Prescription opioids are fueling a national epidemic. According to the Centers for Disease Control and Prevention (CDC), an estimated 115 Americans die every day from an opioid overdose and more than 1,000 people are treated in emergency rooms daily for not using opioid prescriptions as directed.
As the opioid abuse epidemic continues to take its toll on families across the country, there is an urgent need to raise awareness about steps that can be taken to reduce misuse and abuse of these medicines.
That’s where Allied Against Opioid Abuse (AAOA) can help. AAOA is a partner-based educational initiative to prevent prescription opioid abuse and misuse. The PA Foundation has joined with other leading partners to arm healthcare providers, patients and their families with resources to help prevent old or unused prescriptions from ending up in the wrong hands.
The PA Foundation is dedicated to promoting better health and positively impacting PAs, their patients and the communities they serve. PAs are trusted healthcare providers, working collaboratively with physicians and prescribing medication to their patients. PAs are often on the front lines of the opioid crisis in their communities and have a responsibility to provide patients with the best care, which includes giving them information about pain management options and the serious risks associated with opioid use. As a member of Allied Against Opioid Abuse, the PA Foundation is working with stakeholders to reduce opioid abuse and misuse through education and raising awareness.
Patients play an important role in preventing the misuse and abuse of opioids, but it is important that everyone knows about the rights, risks and responsibilities associated with these prescriptions.
- Rights – Make sure to get the information you need to make an informed decision about your prescription medication. First, talk to your healthcare provider about your pain-relief options. If opioids are dispensed, consider getting a partial-fill (available in some states), which limits the number of pills a patient takes home. Partial-fill, when available, can be a useful tool to limit the supply of opioids available at home, reducing the risk of misuse by those for whom the medication is not prescribed.
- Risks – The use of prescription opioids carries serious risks of addiction, abuse and overdose. Consult with your healthcare provider and make sure you understand the risks and potential side effects of using opioids. Be sure to take the necessary steps to ensure the safe use of these medicines.
- Responsibilities – Help prevent opioid misuse and abuse by properly storing your medicine in a secure place and safely disposing of any unused or expired medicines. Through pharmacy- or law enforcement-sponsored take-back initiatives, proper disposal can make a significant difference. Remember that your healthcare provider prescribed this medicine for your use only. It is illegal for you to give them to other people.

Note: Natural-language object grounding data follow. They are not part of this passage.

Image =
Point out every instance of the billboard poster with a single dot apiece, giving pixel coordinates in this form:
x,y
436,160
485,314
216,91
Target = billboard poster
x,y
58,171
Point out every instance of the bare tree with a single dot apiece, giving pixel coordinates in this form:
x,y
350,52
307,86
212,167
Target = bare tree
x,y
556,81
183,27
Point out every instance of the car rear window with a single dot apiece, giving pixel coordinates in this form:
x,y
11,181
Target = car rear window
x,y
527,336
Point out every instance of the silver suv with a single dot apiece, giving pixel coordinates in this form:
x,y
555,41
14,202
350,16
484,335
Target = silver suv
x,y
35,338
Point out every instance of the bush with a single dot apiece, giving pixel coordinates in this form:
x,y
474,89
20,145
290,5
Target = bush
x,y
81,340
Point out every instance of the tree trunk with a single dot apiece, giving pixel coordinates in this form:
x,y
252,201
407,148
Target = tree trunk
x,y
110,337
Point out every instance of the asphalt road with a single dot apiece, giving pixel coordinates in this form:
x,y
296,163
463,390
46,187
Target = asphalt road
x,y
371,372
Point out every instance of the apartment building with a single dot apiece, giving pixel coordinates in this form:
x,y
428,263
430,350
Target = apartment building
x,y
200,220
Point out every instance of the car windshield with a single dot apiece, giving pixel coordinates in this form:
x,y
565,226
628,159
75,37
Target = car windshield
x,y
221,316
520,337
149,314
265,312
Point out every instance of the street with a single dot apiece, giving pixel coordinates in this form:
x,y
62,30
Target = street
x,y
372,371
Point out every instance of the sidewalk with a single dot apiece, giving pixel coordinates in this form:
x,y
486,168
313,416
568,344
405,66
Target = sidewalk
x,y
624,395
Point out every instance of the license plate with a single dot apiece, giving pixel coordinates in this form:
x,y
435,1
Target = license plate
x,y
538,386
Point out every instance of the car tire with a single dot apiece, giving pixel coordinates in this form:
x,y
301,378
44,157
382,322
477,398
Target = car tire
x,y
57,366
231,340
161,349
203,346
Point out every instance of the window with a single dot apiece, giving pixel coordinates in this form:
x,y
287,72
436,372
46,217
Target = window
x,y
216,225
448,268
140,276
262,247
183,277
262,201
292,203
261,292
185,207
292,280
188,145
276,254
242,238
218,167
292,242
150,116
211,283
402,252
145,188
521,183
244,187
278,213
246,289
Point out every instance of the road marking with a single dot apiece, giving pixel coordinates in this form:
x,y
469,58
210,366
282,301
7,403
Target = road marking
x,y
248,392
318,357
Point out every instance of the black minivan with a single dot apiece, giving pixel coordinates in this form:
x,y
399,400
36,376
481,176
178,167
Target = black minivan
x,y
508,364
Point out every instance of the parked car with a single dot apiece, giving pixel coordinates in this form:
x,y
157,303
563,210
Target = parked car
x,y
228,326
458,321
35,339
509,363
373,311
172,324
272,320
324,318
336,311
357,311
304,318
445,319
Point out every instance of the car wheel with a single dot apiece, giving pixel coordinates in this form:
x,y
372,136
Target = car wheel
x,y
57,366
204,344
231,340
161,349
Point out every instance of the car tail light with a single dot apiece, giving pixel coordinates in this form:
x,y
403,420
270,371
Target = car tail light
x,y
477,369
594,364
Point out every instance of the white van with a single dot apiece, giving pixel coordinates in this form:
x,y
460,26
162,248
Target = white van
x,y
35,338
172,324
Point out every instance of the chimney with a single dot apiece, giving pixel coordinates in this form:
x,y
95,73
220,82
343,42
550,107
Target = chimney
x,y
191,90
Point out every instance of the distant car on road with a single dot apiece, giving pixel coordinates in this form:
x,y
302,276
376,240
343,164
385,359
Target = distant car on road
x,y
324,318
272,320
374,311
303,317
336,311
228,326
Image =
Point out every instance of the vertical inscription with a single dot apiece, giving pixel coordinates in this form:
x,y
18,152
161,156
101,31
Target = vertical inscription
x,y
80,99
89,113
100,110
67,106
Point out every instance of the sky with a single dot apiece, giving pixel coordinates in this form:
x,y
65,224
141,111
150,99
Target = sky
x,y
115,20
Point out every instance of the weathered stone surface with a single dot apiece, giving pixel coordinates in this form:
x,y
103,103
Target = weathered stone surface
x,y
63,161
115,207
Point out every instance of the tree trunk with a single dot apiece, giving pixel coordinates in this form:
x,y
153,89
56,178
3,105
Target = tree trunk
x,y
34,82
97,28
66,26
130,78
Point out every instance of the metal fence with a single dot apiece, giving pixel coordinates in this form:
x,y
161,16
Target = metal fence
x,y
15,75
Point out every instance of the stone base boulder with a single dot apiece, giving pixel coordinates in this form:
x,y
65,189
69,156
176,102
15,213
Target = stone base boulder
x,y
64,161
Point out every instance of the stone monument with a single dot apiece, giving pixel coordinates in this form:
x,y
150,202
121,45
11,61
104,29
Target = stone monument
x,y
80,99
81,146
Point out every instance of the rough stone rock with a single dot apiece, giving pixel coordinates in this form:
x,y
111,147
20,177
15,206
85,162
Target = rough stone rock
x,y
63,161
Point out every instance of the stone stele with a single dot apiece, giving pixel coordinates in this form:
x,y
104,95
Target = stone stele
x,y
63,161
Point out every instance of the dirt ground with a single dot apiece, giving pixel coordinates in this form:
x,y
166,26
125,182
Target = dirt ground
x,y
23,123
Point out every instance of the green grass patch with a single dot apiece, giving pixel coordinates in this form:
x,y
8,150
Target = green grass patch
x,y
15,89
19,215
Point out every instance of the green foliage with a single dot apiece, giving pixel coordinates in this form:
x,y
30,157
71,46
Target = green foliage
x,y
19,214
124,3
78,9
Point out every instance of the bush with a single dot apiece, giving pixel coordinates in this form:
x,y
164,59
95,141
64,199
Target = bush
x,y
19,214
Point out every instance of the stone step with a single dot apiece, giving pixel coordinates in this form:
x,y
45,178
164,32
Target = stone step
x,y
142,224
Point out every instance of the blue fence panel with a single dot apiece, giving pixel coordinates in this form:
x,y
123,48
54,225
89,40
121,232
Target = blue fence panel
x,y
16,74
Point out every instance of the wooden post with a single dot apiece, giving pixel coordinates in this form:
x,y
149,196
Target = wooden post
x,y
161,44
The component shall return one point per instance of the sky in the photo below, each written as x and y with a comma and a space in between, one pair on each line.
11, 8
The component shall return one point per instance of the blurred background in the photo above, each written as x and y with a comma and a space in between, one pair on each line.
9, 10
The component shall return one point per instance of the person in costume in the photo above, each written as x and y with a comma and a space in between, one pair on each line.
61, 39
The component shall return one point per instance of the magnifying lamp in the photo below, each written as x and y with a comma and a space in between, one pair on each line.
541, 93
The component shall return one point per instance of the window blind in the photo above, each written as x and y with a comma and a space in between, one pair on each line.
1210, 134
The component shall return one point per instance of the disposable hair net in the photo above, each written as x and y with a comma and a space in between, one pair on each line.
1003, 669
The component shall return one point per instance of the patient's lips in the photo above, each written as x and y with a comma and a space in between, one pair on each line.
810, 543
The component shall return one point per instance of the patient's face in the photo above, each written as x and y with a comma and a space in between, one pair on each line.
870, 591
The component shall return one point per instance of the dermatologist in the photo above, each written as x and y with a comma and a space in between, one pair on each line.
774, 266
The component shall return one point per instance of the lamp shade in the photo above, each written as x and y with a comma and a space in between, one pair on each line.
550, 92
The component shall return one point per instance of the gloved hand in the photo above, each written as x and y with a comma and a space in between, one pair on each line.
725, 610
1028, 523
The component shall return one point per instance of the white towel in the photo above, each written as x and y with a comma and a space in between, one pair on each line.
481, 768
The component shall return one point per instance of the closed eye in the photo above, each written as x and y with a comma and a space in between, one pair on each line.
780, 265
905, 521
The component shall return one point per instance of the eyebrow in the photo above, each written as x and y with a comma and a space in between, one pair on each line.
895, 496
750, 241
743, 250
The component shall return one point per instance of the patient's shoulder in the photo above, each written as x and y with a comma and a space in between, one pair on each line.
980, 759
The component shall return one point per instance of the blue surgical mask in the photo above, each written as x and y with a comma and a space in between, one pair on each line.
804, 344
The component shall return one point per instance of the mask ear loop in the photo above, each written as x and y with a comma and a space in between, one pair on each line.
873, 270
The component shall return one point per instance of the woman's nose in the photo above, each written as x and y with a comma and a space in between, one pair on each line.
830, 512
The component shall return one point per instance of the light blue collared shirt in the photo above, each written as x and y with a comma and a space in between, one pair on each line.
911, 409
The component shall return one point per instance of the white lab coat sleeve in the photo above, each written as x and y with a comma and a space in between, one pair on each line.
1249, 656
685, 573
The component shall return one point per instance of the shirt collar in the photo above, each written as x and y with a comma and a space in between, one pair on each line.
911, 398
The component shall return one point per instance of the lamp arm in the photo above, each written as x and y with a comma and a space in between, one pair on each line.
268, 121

Addressing the national opioid abuse epidemic requires bringing together stakeholders from all levels of government, the healthcare community and supply chain to provide patients and their families with information and resources to address the crisis and help prevent further harm.
Founded by the Healthcare Distribution Alliance, AAOA brings together Caregiver Action Network, Mental Health America, National Alliance of State Pharmacy Associations, National Council on Patient Information and Education, and the PA Foundation to do just that. By providing educational resources for patients and their caregivers, healthcare providers and pharmacists, AAOA hopes to help communities reduce the abuse and misuse of prescription opioids and provide resources to ensure unused medicines are safely disposed of to prevent unintended consequences.
To learn more about Allied Against Opioid Abuse and find tools to help prevent opioid abuse in your community, visit www.AgainstOpioidAbuse.org.
Pledge to Pause Before You Prescribe
As the country looks to reverse the harmful trend of opioid addiction, the importance of engaging patients, raising awareness about the risks of opioid abuse and educating about safe use is critical. The PA Foundation and AAOA are working together to engage and mobilize PA students around this important issue.
The Pledge to Pause is a commitment to talking to patients and caregivers about the rights, risks and responsibilities associated with prescription opioids before prescribing.
As a future PA and prescriber, I pledge to pause to talk to my patients and their caregivers about the treatment options available for pain, and risks associated with prescription opioids, as well as their responsibility to safely store and appropriately dispose of leftover medications.
I will help combat the opioid epidemic by engaging my patients to make sure they understand their rights, risks and responsibilities associated with prescription opioids.